A post on Hahn’s Instagram explained it. “If you’ve been lusted over, it feels like you’re nothing. It feels like you’re being objectified and the person’s only intention is that they want your attraction.”

The title’s a bit daring, but comes from experiences Hahn had modelling for local fundraisers. She was — how can we put this — approached by men whose intentions were not virtuous.

Hahn wrote it to be an anthem for women, but calls it gender fluid.

“Even men get played by women, too. I wanted to come across with a real story that was relatable and inspiring and from a real place.”

That’s where local producer Wynn Gogol came in to coax a blossoming voice and provide some shrewd advice.

“There needs to be more storytelling in your voice,” Gogol told her.

Hahn says on their first meeting she presented her lyrics and told him she wanted to record a song.

“And he’s like, ‘Mmmm, your voice isn’t there yet. We have to do a lot of work to get there.’ I’m glad he told me that.

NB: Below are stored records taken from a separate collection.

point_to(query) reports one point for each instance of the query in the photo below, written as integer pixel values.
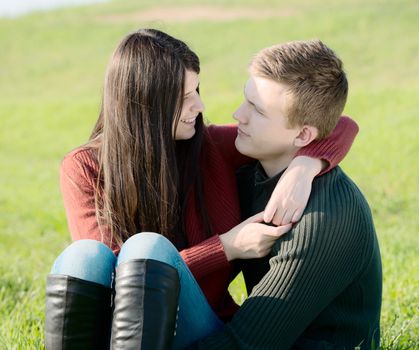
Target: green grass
(51, 72)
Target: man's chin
(242, 149)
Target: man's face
(263, 131)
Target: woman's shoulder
(82, 159)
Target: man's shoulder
(336, 197)
(338, 181)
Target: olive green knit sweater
(321, 286)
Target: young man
(320, 288)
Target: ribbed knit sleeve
(311, 266)
(335, 147)
(205, 257)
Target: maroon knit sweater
(205, 257)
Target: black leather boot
(146, 299)
(78, 314)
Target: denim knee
(149, 245)
(87, 259)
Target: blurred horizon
(22, 7)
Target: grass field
(51, 71)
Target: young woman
(151, 165)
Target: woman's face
(192, 106)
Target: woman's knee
(88, 260)
(149, 245)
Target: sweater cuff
(205, 257)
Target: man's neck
(273, 166)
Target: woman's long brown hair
(145, 176)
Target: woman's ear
(307, 134)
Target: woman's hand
(251, 239)
(291, 194)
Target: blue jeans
(93, 261)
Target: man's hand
(291, 194)
(251, 239)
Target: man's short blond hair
(315, 79)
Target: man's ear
(307, 134)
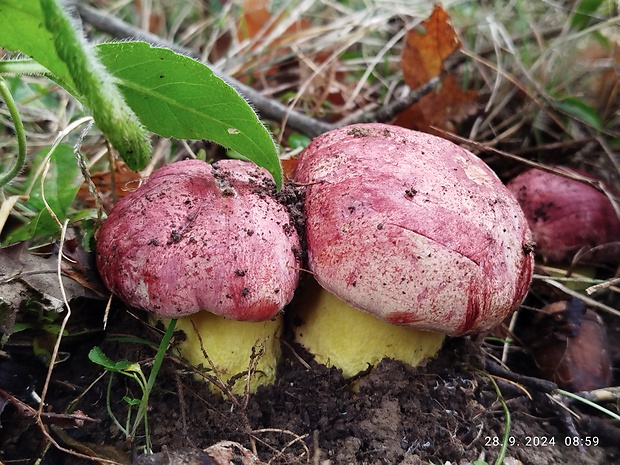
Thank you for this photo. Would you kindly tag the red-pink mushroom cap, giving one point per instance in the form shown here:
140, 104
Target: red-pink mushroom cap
413, 229
197, 237
567, 215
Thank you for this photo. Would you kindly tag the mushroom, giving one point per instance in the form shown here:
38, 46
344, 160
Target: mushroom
567, 217
210, 245
570, 346
413, 230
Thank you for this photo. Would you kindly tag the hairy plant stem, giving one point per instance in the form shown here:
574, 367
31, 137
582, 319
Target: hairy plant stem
97, 89
5, 93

I wouldn’t just want to create something that was not the potential it could have been because I was impatient.”

Asked if she felt compelled to write the song, as she had with her books, Hahn says both sprang from the same intention: to reach out to others feeling the same way she was.

“And I feel like life’s short and if you don’t try everything … I could see myself as an 80-year-old going, ‘Oh, I wanted to write a song, but I never did.’ That’s what made me do it.”

Life Lessons

Perhaps this experimentation with music is, ultimately, how Hahn processes the death of her mother — by using what she left behind for her daughter: wisdom, truths, advice and love. And a get-it-done energy. A bit of the old carpe diem.

“If she didn’t pass away when I was young, I probably wouldn’t be like this,” says Hahn. “It pushes me to do everything. I have big ambitions.”

Considering herself something of a deep thinker and a dreamer, Hahn is moving on from heartache, “taking the grief out from underneath her bed” as she wrote in her book, with the understanding that her mother’s energy lives on in her.

“In 14 years of my life we had a bond that some people don’t have in a lifetime with their mom,” she says. “She gave me so many lessons of life that are impactful that I can carry through my whole life. It’s so rare … Now I think it kind of shapes who I am now. I remember my mom always telling me she wanted me to find joy again and not stay in the grief.”